Il tifone Bebinca ha toccato terra in un sobborgo industriale a sud-est della metropoli di 25 milioni di persone alle 7:30 circa, ora locale di ieri. Il Joint Typhoon Warning Center (JTWC) ha dichiarato che ha raggiunto velocità massime del vento di 130 chilometri orari (80 mph), l’equivalente di un uragano atlantico di categoria 1.
“La velocità massima del vento vicino al centro del tifone era di 42 metri al secondo”, rendendolo, secondo la televisione cinese Cctv “il più forte tifone che si è abbattuto su Shanghai dal 1949” quando la città fucolpita da Gloria. La municipalità di Shanghai ha consigliato ai suoi 25 milioni di residenti di non lasciare le proprie case.
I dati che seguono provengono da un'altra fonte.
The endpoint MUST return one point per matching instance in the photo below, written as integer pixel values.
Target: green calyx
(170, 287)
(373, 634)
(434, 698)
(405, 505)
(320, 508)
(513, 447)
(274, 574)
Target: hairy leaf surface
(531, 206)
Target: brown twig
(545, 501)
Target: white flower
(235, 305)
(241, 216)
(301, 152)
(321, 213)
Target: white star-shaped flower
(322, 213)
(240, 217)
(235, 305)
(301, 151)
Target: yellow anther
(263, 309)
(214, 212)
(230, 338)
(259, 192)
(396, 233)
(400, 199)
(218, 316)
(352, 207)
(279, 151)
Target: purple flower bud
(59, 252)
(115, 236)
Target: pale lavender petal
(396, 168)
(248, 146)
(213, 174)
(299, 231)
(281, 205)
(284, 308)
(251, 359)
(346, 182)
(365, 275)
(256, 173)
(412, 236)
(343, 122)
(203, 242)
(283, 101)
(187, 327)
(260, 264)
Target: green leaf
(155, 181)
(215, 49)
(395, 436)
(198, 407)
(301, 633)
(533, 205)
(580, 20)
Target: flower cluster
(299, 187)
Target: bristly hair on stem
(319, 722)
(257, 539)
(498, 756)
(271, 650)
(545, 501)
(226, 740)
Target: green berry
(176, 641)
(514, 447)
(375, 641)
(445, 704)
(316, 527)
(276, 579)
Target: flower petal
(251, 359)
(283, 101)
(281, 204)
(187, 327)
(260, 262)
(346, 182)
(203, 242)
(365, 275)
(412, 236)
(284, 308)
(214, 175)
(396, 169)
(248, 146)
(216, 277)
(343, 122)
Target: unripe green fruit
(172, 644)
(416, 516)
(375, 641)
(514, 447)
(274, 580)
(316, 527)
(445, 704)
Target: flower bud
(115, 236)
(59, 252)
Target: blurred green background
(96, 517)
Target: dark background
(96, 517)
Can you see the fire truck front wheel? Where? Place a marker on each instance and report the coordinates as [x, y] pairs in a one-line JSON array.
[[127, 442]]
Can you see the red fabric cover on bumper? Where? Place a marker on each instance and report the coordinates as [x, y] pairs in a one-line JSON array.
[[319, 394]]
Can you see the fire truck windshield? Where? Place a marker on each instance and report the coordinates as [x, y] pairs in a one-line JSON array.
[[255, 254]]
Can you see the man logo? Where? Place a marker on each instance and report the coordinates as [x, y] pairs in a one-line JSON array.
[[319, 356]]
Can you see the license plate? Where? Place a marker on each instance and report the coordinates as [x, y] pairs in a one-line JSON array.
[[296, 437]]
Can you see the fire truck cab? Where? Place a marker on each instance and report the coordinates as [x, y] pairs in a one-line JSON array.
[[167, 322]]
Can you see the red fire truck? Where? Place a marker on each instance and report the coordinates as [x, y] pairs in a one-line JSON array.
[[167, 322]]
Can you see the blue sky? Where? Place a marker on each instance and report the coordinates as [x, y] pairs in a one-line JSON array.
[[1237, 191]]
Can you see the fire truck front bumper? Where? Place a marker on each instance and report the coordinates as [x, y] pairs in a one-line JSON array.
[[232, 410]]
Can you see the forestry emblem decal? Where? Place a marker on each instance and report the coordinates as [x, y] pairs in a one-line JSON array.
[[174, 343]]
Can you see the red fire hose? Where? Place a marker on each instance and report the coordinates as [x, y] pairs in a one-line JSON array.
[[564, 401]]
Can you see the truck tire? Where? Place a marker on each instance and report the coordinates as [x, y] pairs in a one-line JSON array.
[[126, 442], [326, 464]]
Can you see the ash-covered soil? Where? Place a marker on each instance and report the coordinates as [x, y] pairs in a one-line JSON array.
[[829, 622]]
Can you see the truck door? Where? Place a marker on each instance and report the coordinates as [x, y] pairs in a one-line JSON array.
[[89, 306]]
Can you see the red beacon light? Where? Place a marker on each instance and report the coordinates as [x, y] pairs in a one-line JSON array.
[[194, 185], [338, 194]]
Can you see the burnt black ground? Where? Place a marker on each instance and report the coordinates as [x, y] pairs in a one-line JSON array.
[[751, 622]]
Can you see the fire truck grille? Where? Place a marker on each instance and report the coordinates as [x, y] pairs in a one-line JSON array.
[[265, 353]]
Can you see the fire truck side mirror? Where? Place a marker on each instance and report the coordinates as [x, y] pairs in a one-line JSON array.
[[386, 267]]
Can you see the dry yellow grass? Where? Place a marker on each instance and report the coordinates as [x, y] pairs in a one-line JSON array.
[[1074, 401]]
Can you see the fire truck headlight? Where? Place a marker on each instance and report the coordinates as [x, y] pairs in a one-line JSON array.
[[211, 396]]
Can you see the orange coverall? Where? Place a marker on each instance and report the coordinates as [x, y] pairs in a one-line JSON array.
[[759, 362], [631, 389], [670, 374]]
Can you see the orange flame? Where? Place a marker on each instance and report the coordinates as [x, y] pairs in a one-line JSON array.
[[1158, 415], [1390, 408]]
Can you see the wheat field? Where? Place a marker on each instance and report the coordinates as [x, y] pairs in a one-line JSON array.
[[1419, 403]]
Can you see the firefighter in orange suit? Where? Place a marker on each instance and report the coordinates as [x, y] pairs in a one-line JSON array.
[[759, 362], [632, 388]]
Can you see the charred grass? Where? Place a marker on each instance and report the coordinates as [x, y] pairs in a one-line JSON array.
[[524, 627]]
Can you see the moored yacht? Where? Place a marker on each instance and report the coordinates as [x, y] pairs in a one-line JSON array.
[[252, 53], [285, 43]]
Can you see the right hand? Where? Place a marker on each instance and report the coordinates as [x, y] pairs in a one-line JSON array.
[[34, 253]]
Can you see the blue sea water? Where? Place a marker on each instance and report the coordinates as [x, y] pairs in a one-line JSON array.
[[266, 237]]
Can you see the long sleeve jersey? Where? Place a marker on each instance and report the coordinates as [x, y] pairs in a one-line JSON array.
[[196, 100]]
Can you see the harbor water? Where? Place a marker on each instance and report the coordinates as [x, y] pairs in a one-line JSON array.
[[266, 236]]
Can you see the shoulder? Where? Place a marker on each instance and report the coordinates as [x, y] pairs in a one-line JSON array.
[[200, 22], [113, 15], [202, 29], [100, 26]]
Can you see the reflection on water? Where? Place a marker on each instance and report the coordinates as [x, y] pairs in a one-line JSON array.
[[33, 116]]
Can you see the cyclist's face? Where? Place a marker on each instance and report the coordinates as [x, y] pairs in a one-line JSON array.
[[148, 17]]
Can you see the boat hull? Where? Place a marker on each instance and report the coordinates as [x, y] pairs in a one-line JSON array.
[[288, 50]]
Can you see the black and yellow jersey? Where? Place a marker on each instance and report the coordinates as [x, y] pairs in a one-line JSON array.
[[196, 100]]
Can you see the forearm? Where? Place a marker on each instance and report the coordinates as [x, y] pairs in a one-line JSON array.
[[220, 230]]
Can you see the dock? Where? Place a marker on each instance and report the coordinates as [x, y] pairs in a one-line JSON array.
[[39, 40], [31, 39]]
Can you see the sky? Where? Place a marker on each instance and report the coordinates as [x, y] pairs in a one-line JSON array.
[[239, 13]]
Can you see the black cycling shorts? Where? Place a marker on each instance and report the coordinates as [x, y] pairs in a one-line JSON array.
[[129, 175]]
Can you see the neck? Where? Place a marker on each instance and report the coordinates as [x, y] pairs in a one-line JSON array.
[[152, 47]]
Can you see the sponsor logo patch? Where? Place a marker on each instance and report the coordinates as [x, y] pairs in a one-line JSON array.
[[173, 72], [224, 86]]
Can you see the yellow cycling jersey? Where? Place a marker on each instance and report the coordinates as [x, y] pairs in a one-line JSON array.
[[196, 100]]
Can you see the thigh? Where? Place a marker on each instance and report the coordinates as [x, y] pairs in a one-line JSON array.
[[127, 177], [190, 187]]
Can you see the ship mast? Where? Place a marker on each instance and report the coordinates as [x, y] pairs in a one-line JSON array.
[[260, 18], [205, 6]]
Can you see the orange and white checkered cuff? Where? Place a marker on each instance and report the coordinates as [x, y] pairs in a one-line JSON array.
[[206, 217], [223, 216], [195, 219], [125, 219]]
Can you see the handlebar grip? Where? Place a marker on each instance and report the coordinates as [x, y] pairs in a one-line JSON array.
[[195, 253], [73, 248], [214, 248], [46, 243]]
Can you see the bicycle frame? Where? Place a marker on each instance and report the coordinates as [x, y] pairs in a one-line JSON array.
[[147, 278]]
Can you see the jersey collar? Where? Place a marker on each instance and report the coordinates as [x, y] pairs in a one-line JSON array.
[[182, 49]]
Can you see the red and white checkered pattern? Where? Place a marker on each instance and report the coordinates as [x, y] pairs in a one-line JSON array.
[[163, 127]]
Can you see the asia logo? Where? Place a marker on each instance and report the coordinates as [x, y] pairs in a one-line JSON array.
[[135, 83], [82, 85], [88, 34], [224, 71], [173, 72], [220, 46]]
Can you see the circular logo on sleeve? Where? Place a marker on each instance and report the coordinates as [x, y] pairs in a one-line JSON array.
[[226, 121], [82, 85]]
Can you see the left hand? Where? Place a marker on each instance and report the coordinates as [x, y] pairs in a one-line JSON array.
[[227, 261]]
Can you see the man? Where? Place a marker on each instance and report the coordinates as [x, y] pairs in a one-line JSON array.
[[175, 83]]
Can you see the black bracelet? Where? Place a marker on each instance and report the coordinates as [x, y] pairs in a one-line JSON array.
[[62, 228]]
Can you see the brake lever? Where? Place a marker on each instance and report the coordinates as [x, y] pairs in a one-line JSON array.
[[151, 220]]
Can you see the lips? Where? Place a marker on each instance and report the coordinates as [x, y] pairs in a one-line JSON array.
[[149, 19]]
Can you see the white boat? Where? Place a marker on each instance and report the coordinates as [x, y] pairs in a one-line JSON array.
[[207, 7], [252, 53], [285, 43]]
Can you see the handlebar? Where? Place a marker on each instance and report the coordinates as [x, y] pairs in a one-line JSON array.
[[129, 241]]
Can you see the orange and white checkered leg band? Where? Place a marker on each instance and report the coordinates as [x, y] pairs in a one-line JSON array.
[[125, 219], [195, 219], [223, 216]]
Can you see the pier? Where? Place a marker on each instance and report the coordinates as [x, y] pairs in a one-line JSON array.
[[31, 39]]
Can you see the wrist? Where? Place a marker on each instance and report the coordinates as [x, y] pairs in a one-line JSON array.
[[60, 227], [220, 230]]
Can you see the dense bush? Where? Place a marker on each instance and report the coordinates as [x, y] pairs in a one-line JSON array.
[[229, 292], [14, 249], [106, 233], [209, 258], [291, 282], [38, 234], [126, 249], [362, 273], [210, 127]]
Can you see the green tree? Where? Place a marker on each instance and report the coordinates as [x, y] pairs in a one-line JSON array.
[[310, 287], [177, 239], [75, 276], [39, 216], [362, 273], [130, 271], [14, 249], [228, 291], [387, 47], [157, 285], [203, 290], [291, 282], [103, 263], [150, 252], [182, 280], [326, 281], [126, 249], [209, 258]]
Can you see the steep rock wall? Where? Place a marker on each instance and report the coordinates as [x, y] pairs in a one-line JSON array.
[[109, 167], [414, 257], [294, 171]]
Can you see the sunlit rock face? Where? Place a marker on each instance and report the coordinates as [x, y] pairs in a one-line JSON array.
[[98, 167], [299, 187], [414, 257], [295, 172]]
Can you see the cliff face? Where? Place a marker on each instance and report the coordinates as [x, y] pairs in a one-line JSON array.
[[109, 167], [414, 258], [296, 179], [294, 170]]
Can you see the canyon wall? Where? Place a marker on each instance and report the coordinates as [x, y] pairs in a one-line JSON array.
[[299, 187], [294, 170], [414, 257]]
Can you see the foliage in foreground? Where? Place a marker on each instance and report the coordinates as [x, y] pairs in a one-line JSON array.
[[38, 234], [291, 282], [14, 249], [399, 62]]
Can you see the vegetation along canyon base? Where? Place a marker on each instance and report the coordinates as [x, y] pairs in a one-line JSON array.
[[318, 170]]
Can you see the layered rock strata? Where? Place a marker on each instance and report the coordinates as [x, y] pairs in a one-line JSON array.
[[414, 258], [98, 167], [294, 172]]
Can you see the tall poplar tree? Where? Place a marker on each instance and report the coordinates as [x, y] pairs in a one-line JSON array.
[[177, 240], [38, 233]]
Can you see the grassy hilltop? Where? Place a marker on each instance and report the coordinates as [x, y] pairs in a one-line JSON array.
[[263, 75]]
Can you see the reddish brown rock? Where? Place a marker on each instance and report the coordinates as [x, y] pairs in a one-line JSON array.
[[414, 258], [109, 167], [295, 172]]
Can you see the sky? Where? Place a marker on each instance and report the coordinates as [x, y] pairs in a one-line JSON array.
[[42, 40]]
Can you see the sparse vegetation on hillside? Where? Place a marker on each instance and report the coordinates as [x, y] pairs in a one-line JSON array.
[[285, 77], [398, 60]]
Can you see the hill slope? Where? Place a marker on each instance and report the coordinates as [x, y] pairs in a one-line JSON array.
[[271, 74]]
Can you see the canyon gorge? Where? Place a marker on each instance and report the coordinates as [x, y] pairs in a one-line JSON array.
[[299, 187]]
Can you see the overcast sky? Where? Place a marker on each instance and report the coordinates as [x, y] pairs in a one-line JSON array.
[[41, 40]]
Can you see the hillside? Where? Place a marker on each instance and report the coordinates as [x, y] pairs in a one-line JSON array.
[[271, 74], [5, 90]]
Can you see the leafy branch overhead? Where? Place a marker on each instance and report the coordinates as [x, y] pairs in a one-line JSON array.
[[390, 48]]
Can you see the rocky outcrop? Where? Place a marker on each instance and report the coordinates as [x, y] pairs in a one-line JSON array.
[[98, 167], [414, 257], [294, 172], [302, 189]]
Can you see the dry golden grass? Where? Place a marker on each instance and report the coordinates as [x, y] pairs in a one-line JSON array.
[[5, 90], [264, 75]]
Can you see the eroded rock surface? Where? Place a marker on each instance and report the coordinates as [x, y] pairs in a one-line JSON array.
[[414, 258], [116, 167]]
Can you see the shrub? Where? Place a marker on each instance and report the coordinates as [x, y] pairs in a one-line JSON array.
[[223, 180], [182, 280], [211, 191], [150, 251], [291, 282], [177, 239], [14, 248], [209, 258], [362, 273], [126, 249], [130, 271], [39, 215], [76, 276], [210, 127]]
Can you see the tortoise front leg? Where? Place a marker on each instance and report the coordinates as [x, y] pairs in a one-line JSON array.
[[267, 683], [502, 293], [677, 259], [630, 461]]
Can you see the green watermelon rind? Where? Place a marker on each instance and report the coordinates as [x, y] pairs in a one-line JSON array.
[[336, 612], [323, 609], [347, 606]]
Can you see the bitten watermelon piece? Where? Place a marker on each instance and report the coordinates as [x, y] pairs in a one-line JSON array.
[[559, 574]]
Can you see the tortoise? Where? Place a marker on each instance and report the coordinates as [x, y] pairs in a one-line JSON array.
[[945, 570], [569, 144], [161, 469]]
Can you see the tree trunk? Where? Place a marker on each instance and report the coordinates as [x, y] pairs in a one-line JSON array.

Oggi, l’amministrazione di Shanghai ha diramato un’allerta tifone rossa, la sua allerta più grave, che prevede venti di burrasca, forti piogge e inondazioni costiere in vaste zone della Cina orientale.
La potente tempesta ha sconvolto i piani di viaggio dei vacanzieri durante la festa di metà autunno, o Festa della Luna, una festa nazionale di tre giorni iniziata domenica.
Tutti i voli nei due aeroporti internazionali di Shanghai sono stati cancellati dalle 20:00 di domenica.